Oleksandr Vasyliovych Irvanets (Олександр Васильович Ірванець; born 24 January 1961) is a Ukrainian poet, writer, playwright, and translator.

==Biography==
Born in Lviv, Irvanets spent his childhood in Rivne, where he attended school. In 1980 he graduated from Dubno pedagogical institute. In 1985 together with Yurii Andrukhovych and Vasyl Neborak Irvanets formed the literary group Bu-Ba-Bu, whose member he remains to this day. In 1989 he finished studies at the Maxim Gorky Literature Institute in Moscow. Since 1993 Irvanets has resided in Irpin.

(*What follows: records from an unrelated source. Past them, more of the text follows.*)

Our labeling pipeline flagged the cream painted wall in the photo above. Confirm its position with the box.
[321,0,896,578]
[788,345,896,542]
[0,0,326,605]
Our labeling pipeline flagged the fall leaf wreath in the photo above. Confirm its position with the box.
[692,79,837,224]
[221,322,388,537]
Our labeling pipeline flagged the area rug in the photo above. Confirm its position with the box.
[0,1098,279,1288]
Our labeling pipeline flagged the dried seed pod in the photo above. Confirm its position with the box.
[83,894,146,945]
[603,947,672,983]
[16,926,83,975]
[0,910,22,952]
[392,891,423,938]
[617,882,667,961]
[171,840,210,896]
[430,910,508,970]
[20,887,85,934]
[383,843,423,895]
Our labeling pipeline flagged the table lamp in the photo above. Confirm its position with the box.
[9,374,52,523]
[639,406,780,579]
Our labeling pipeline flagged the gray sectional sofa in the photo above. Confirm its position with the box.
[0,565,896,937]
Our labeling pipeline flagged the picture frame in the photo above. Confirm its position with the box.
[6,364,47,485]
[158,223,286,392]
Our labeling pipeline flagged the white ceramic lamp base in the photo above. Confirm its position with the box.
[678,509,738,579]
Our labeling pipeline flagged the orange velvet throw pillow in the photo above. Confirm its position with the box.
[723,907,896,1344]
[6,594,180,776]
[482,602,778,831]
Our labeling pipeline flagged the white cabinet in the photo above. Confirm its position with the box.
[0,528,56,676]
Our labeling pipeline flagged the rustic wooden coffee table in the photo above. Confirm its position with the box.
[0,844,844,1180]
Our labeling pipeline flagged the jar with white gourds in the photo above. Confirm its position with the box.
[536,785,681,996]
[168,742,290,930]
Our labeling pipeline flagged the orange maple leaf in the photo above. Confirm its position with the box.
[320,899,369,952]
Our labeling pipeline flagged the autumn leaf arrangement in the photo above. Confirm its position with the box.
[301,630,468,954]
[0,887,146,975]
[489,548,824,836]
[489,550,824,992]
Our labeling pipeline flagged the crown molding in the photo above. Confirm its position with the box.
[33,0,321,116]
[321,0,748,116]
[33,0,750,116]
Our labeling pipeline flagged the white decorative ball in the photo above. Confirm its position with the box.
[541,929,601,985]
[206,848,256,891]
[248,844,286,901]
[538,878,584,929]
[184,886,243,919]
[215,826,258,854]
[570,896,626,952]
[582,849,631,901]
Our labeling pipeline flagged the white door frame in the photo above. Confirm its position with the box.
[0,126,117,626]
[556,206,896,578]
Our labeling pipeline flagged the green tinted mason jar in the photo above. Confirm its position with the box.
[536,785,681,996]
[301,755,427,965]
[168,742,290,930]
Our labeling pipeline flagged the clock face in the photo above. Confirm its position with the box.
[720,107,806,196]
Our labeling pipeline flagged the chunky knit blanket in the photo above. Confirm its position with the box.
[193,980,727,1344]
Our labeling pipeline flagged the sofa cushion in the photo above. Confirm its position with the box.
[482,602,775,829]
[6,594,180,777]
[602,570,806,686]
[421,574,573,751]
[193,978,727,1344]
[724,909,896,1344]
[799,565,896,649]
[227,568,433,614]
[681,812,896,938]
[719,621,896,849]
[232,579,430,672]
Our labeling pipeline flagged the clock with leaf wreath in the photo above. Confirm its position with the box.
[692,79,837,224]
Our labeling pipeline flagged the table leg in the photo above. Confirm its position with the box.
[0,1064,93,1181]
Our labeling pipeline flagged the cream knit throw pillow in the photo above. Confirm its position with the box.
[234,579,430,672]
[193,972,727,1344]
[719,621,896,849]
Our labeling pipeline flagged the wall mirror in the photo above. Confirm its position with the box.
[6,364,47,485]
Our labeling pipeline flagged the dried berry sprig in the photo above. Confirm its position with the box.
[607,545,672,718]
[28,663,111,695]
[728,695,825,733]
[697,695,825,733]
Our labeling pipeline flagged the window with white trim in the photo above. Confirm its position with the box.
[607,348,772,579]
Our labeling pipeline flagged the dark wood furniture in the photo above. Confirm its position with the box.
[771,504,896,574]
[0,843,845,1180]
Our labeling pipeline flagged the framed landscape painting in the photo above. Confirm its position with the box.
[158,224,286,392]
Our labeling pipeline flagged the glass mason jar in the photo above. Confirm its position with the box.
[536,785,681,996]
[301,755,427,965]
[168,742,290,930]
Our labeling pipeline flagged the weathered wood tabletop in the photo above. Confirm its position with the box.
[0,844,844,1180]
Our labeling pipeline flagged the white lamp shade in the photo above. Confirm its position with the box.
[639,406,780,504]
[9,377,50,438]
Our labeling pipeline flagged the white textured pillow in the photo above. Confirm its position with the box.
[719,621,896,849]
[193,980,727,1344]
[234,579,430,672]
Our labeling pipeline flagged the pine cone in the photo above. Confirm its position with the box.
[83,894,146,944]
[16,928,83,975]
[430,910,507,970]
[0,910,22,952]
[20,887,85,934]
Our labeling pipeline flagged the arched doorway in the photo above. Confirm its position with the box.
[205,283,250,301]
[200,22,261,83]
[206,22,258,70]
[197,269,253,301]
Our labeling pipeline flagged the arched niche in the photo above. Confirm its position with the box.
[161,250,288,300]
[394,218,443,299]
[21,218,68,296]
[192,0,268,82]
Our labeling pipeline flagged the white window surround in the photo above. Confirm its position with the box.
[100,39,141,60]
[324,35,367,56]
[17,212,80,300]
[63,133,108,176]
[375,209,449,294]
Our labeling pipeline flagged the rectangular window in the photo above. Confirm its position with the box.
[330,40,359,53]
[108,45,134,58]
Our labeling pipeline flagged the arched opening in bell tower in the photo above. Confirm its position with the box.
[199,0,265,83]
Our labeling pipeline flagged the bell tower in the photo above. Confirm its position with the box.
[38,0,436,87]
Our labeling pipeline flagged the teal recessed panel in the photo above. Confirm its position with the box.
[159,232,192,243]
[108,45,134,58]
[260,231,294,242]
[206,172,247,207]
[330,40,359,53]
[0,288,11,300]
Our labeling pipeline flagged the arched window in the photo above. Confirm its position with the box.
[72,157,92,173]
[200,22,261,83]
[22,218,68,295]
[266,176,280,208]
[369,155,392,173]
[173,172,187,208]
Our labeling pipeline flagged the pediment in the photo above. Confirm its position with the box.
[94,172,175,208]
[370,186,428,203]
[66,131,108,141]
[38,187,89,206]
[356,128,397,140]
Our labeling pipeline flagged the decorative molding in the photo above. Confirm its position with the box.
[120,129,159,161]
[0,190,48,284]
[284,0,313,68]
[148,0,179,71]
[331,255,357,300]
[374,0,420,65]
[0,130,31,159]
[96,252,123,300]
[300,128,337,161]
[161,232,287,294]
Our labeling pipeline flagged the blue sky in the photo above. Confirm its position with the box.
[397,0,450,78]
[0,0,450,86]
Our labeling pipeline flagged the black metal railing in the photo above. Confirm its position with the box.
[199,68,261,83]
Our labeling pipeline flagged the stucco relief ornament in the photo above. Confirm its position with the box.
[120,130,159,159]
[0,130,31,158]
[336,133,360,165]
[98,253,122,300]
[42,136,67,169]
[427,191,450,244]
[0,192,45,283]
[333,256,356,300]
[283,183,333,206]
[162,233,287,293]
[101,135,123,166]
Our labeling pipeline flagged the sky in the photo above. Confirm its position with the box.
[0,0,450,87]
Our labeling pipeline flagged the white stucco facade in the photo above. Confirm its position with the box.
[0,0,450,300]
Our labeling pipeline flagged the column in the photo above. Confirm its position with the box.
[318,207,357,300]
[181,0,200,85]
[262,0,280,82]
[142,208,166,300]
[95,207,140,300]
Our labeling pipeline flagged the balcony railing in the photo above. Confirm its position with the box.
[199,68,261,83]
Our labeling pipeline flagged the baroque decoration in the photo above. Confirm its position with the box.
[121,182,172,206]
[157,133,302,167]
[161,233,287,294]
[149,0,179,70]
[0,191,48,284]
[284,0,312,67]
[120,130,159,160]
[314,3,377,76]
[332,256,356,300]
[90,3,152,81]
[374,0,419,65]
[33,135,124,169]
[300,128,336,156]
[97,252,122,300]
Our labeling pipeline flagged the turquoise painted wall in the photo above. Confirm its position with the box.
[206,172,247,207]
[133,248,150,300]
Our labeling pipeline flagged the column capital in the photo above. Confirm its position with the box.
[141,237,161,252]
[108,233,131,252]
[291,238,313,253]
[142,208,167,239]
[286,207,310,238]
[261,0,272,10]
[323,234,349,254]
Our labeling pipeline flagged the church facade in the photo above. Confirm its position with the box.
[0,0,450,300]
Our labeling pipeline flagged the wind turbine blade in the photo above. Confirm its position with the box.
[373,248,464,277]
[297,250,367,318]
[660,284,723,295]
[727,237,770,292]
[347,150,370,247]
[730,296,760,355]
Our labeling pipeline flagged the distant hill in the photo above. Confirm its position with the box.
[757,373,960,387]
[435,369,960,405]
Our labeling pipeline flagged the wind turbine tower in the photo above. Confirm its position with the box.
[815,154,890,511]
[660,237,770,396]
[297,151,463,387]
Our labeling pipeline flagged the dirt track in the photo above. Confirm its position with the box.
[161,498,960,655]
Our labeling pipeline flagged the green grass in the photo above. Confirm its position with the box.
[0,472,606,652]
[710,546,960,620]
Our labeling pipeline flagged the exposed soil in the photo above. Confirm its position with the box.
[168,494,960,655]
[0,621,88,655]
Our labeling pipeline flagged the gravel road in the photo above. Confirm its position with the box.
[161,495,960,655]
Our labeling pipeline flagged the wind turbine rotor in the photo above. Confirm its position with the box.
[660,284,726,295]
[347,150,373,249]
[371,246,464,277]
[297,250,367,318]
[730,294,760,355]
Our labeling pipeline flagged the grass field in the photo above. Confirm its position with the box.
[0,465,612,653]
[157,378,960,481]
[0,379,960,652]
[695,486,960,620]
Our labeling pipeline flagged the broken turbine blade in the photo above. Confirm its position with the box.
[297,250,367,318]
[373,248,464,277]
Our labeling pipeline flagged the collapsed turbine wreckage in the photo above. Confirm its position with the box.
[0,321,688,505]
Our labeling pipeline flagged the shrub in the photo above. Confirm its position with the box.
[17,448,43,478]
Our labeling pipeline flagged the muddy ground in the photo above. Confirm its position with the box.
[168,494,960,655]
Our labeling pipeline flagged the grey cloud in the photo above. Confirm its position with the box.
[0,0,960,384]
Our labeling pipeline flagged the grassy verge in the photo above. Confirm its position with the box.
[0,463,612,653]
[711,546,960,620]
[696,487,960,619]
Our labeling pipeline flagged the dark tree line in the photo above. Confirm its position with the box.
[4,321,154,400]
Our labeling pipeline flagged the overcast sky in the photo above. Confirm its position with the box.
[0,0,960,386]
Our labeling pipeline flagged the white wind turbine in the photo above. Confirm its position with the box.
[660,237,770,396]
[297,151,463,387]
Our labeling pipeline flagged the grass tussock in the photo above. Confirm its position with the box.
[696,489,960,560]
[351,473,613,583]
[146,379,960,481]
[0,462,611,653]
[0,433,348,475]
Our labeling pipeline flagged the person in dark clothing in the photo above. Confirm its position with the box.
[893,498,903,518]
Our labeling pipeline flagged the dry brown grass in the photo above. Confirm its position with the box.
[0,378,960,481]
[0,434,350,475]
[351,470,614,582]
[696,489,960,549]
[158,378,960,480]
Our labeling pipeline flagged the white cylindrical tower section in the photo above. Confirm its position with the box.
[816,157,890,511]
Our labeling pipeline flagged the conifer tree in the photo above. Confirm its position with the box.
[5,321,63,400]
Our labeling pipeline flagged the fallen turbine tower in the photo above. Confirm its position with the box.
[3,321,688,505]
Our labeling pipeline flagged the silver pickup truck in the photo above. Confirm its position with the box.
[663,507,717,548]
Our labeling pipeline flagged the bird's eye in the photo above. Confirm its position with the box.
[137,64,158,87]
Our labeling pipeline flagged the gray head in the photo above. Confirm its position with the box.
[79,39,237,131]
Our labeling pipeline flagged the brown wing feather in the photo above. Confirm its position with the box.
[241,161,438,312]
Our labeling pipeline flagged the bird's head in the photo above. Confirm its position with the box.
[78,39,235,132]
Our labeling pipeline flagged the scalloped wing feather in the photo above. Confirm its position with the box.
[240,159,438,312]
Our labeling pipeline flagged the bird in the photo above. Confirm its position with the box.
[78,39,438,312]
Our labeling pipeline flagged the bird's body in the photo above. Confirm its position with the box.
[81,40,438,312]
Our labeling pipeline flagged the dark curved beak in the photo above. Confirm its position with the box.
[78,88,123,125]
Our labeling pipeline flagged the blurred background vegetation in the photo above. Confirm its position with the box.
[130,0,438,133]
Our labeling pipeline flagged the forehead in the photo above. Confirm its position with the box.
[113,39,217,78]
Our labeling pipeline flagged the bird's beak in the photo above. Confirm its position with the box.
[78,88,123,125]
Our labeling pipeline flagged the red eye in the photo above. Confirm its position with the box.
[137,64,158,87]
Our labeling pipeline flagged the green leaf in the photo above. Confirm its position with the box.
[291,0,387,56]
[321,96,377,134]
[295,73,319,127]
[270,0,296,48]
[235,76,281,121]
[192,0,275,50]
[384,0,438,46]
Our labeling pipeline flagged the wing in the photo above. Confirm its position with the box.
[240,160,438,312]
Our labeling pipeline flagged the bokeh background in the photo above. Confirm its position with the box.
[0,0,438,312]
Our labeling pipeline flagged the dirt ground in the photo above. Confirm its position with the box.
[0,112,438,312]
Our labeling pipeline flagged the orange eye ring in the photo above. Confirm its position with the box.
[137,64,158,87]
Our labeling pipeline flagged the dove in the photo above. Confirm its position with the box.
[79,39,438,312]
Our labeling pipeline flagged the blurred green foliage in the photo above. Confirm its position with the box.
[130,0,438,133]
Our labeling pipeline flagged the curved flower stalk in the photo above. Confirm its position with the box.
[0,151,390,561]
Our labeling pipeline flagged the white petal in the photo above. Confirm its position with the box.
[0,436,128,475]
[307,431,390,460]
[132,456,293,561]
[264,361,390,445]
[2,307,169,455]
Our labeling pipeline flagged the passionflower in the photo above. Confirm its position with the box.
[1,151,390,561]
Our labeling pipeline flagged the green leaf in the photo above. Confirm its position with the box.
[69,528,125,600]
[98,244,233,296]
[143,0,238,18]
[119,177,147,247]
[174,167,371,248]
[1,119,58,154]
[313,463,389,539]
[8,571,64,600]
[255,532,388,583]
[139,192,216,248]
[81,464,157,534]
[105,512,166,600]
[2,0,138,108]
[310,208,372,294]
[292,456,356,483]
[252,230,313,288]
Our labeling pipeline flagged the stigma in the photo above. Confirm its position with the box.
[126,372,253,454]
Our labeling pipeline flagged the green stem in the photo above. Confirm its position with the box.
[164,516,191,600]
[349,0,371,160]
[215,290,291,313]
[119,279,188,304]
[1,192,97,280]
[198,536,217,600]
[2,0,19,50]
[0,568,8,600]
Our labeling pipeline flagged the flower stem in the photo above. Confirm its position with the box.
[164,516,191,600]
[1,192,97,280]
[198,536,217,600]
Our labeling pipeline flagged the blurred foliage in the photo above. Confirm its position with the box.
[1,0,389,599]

His works have been translated into numerous languages, including English, German, French, Swedish, Polish, Czech, Belarusian, Russian, Italian and Croatian. Since the early 2000s Irvanets has dedicated himself to drama and prose. He is the author of more than 20 books, as well as numerous publications in American and European journals.

==Bibliography==
- Fire in the Rain (Lviv, 1986)
- Shadow of the Great Classic (Kyiv, 1991)
- Verse of the Last Decade (Lviv, 2001)
- Rivne/Rovno (Wall) (Lviv, 2002; Kyiv, 2006; Kharkiv, 2010)
- Five Plays (Kyiv, 2002)
- Ochamymria (Kyiv, 2003)
- Love!.. (Kyiv, 2004)
- Nutcracker-2004 (Kyiv, 2005)
- Preambles and texts: a collection of poems (Kyiv, 2005)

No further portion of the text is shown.